It might be tentatively inferred then that, provided there are only a few CTG triplets in a particular C.albicans gene, it could be overexpressed in an heterologous host as is, without subsequent loss of protein function due to leucine replacing serine. This has implications for structural genomics initiatives involving C.albicans proteins given that there is an urgent need to identify new drug targets in this pathogen (Sternberg, 1994
). Additional mutagenesis steps are time consuming, as illustrated in work on the industrially important lipase from Candida rugosa, a species of Candida in which alternative CUG translation is common. In the lip1 gene, 20 out of 47 serines are derived from CUG triplets, including the active site serine, so not surprisingly the heterologous expression of lip1 in S.cerevisiae produced an inactive lipase (Brocca et al., 1998
). In order to produce fully functional recombinant protein from a yeast host, the modified gene containing universal codons for all of the 20 serines was completely synthesized. Although it was recognized that not all of these substitutions appeared necessary, it was clearly not worth the effort of identifying and selectively modifying by mutagenesis a subset of `vital' CUG codons.
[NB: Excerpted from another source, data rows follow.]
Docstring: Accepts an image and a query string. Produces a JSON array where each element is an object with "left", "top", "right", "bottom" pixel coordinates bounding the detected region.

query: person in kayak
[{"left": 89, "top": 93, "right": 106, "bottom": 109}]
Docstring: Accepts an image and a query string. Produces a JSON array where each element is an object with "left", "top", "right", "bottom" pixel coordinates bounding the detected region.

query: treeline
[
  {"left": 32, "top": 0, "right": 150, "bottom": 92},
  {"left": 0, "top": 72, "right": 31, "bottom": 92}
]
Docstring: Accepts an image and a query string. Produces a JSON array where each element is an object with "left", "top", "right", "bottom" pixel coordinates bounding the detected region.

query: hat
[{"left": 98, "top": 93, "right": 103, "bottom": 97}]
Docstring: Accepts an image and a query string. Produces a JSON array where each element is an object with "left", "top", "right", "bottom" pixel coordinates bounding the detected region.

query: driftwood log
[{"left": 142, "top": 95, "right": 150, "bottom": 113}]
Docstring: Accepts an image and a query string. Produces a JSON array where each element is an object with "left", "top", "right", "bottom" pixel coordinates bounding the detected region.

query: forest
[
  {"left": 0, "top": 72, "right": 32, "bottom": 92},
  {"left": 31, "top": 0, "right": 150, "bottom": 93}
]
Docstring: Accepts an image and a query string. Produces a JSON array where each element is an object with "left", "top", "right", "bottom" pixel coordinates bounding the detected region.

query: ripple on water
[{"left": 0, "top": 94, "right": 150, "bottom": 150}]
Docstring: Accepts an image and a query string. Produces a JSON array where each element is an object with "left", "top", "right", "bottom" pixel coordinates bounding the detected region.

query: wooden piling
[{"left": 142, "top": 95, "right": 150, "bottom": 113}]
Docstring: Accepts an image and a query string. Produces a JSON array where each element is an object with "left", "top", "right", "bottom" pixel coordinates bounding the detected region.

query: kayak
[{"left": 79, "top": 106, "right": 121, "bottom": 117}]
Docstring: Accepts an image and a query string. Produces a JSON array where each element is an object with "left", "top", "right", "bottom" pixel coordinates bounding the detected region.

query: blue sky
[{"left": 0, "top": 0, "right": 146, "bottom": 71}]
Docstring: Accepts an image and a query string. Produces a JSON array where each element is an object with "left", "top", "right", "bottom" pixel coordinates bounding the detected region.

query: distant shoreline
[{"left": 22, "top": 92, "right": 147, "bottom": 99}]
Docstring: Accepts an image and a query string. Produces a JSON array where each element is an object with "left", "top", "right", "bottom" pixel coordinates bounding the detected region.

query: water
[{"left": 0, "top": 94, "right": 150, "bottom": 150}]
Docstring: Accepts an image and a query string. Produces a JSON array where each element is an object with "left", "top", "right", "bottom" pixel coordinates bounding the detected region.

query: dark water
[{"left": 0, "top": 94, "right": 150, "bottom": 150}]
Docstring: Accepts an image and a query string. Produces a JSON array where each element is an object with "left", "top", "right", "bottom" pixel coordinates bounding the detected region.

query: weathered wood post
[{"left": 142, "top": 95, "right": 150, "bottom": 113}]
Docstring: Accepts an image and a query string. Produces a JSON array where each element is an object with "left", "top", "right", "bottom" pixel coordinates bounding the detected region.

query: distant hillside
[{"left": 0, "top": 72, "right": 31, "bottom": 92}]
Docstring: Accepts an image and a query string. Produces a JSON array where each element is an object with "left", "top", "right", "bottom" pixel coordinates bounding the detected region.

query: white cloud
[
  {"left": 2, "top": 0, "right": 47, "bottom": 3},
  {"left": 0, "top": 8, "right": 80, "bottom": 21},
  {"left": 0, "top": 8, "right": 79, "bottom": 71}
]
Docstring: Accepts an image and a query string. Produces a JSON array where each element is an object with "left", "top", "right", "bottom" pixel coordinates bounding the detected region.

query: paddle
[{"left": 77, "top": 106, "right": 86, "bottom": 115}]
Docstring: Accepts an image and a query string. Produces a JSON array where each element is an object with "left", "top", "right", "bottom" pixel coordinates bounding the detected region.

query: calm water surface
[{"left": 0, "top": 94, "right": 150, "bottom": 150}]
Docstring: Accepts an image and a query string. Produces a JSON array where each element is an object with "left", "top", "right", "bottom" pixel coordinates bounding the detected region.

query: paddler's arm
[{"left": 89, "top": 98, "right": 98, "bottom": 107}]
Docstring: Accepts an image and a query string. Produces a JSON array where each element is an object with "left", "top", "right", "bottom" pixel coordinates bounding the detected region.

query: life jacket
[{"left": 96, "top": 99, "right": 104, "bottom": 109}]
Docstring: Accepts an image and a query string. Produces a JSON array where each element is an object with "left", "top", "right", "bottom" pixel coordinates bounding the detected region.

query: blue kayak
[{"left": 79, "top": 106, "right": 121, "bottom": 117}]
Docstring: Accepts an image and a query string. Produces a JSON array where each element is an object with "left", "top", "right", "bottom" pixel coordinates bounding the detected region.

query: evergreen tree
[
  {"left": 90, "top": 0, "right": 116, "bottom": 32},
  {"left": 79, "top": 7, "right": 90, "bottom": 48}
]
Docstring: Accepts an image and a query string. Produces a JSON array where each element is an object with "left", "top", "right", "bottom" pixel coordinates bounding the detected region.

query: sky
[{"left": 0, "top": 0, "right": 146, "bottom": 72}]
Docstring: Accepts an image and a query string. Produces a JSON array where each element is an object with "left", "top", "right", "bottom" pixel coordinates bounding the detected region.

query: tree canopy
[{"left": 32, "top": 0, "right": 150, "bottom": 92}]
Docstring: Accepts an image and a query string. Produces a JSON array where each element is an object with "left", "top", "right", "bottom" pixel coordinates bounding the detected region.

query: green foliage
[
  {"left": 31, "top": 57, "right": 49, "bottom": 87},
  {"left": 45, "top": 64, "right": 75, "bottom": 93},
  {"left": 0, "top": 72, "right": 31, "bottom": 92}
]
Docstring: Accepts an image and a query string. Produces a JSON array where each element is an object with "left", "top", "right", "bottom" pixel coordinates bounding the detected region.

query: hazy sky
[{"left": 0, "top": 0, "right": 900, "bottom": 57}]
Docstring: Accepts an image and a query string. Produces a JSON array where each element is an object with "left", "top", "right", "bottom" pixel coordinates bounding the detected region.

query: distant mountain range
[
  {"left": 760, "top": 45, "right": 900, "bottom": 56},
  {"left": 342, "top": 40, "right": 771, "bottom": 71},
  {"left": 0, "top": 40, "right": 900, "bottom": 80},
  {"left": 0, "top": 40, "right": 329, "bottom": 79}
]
As far as the C.albicans Exg is concerned, it would seem that there is no obvious selection advantage to the organism at the protein level in having the two serines instead of leucines. Possibly protein stability is marginally improved or perhaps a serine at position 64 is more conducive to favourable interactions within the cell wall environment. It seems more likely, however, that the codon ambiguity in C.albicans has provided a mechanism for adaptation through activation of the stress response as proposed by Santos et al. (1999).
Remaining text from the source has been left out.